小谷野敦氏の『猿之助三代』を読む、そのⅡ

2代目市川猿之助とフリッツ・ルンプの接点は、やっぱり「パンの会」のようである。木下杢太郎の「パンの会の回想」に、明治42年のことだが「十一月二十日 パンの会、三州屋。長田、柳、吉井、猿之助、南、高村、永井、山崎、谷崎、武者小路、小宮、島村、柏亭、青山、一平其他大勢。この会は黒わく事件といふので有名であつた」と出てくる。また、吉井勇が『近代風景』(昭和2年1月号)に書いた「パンの会の思ひ出」に、「それは自由劇場の第一回の試演の直ぐ後時分のことで、市川左団次市川猿之助君も出席した」とある。ただ、ルンプが最後に出た「パンの会」は10月23日で、この日は、ルンプ帰国の送別会である。ということは、猿之助が、「パンの会」に11月20日以前にも来ていたとも考えられる。

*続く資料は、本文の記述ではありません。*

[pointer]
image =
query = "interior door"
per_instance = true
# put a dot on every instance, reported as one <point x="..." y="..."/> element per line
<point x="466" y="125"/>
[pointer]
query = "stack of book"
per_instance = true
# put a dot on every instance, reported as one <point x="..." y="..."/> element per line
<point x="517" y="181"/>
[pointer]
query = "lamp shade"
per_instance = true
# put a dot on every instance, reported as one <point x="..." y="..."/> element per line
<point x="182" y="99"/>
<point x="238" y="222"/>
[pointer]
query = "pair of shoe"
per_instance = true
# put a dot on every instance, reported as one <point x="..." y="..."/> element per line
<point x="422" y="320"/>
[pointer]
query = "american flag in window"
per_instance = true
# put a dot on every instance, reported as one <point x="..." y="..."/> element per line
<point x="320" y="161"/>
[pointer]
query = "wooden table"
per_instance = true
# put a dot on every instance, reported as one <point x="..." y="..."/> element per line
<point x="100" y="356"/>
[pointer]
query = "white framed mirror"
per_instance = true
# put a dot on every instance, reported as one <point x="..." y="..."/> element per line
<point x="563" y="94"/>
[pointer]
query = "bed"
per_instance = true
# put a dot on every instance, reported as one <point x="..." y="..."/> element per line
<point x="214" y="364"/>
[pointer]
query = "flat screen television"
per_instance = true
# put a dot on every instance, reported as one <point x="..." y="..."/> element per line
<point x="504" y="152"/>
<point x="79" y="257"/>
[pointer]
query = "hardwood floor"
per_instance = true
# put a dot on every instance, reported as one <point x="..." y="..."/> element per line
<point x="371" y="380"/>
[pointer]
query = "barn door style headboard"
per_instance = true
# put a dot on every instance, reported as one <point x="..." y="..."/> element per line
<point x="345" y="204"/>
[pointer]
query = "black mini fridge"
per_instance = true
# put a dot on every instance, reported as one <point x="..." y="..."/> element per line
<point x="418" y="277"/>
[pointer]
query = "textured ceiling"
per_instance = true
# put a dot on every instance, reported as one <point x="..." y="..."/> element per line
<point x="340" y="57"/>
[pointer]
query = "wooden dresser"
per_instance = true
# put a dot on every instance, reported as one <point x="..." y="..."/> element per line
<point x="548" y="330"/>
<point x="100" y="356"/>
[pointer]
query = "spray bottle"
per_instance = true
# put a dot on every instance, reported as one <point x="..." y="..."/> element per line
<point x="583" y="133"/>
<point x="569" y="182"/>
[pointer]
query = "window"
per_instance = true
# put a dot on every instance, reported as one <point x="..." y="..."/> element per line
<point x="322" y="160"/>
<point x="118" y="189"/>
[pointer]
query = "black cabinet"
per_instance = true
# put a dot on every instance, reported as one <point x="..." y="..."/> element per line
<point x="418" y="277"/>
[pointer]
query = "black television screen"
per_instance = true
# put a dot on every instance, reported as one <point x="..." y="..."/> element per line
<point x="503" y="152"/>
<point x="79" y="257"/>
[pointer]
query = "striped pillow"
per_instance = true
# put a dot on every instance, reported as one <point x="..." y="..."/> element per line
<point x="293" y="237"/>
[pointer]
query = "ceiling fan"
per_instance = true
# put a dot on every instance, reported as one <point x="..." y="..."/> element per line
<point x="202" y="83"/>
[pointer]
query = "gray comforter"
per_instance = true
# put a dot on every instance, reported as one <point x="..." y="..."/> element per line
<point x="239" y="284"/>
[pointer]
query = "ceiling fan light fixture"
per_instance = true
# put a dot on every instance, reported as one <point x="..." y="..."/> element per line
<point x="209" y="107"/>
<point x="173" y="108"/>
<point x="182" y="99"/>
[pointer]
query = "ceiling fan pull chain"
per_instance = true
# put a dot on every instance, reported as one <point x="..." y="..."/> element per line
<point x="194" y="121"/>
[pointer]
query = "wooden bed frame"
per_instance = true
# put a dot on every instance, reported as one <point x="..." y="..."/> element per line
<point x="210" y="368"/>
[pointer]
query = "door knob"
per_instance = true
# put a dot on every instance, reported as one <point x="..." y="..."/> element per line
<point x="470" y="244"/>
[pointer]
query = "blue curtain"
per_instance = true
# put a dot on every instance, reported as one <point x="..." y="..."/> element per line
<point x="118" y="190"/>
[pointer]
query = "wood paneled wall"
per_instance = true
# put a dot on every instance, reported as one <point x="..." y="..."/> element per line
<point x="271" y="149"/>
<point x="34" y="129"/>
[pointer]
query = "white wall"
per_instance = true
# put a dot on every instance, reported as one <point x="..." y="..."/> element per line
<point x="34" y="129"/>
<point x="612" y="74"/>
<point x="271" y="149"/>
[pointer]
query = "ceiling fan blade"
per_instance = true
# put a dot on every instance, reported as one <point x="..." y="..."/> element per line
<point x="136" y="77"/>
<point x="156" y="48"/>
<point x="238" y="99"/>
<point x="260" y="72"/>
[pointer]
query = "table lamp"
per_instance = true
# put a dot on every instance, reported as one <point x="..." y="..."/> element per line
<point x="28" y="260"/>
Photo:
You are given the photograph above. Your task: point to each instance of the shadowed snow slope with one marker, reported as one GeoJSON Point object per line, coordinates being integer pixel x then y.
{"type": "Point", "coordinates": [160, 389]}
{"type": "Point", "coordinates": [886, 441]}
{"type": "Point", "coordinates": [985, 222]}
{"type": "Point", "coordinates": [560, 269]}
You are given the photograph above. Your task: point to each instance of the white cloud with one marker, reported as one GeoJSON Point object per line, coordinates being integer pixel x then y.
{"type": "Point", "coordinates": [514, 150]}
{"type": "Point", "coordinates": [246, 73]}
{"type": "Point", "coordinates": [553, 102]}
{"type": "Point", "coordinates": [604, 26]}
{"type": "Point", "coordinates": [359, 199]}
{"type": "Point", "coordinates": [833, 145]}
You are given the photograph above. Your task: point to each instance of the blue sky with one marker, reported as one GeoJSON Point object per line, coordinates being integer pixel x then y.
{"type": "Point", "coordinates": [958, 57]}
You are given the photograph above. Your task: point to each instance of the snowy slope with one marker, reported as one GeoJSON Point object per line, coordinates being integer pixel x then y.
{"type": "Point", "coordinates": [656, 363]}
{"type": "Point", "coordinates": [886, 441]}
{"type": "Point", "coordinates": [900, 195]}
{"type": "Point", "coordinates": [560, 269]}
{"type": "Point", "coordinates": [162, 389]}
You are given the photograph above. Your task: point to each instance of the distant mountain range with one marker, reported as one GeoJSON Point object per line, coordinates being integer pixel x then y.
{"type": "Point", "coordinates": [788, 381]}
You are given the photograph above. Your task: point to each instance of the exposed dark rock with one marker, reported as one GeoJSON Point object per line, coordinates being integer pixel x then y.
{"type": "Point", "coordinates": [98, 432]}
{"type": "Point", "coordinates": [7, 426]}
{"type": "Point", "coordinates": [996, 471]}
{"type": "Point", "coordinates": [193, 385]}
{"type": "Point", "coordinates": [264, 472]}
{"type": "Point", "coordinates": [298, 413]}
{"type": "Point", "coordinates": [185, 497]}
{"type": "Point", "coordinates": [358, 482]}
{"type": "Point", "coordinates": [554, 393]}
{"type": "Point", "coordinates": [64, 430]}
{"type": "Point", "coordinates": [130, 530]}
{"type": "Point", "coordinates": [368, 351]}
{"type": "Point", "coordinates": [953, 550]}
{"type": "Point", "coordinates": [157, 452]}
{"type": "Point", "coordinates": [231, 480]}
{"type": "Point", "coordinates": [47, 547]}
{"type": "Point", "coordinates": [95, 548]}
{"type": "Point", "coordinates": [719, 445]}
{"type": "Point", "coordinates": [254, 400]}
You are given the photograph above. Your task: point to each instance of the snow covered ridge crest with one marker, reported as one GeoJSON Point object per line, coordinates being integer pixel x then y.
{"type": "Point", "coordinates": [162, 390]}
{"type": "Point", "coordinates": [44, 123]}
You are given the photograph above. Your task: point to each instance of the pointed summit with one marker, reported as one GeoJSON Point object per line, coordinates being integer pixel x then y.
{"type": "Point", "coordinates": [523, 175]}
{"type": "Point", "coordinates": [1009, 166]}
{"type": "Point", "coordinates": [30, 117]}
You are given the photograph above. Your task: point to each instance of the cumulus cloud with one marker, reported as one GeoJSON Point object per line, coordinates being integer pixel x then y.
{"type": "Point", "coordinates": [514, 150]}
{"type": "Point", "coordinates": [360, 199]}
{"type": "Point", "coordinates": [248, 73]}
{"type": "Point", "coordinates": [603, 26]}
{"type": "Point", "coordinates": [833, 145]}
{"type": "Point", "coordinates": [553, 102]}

また『猿之助三代』を読むと、昭和5年1月に、「猿之助のドイツ行きの話があったが資金難のため流れた」(P106)とある。昭和4年にルンプは3度目の来日をしており、2人は再会している可能性がある。このとき、ルンプがドイツに誘ったかもしれない。そのころと思われる、歌舞伎の楽屋を訪ねたルンプの写真も残されている。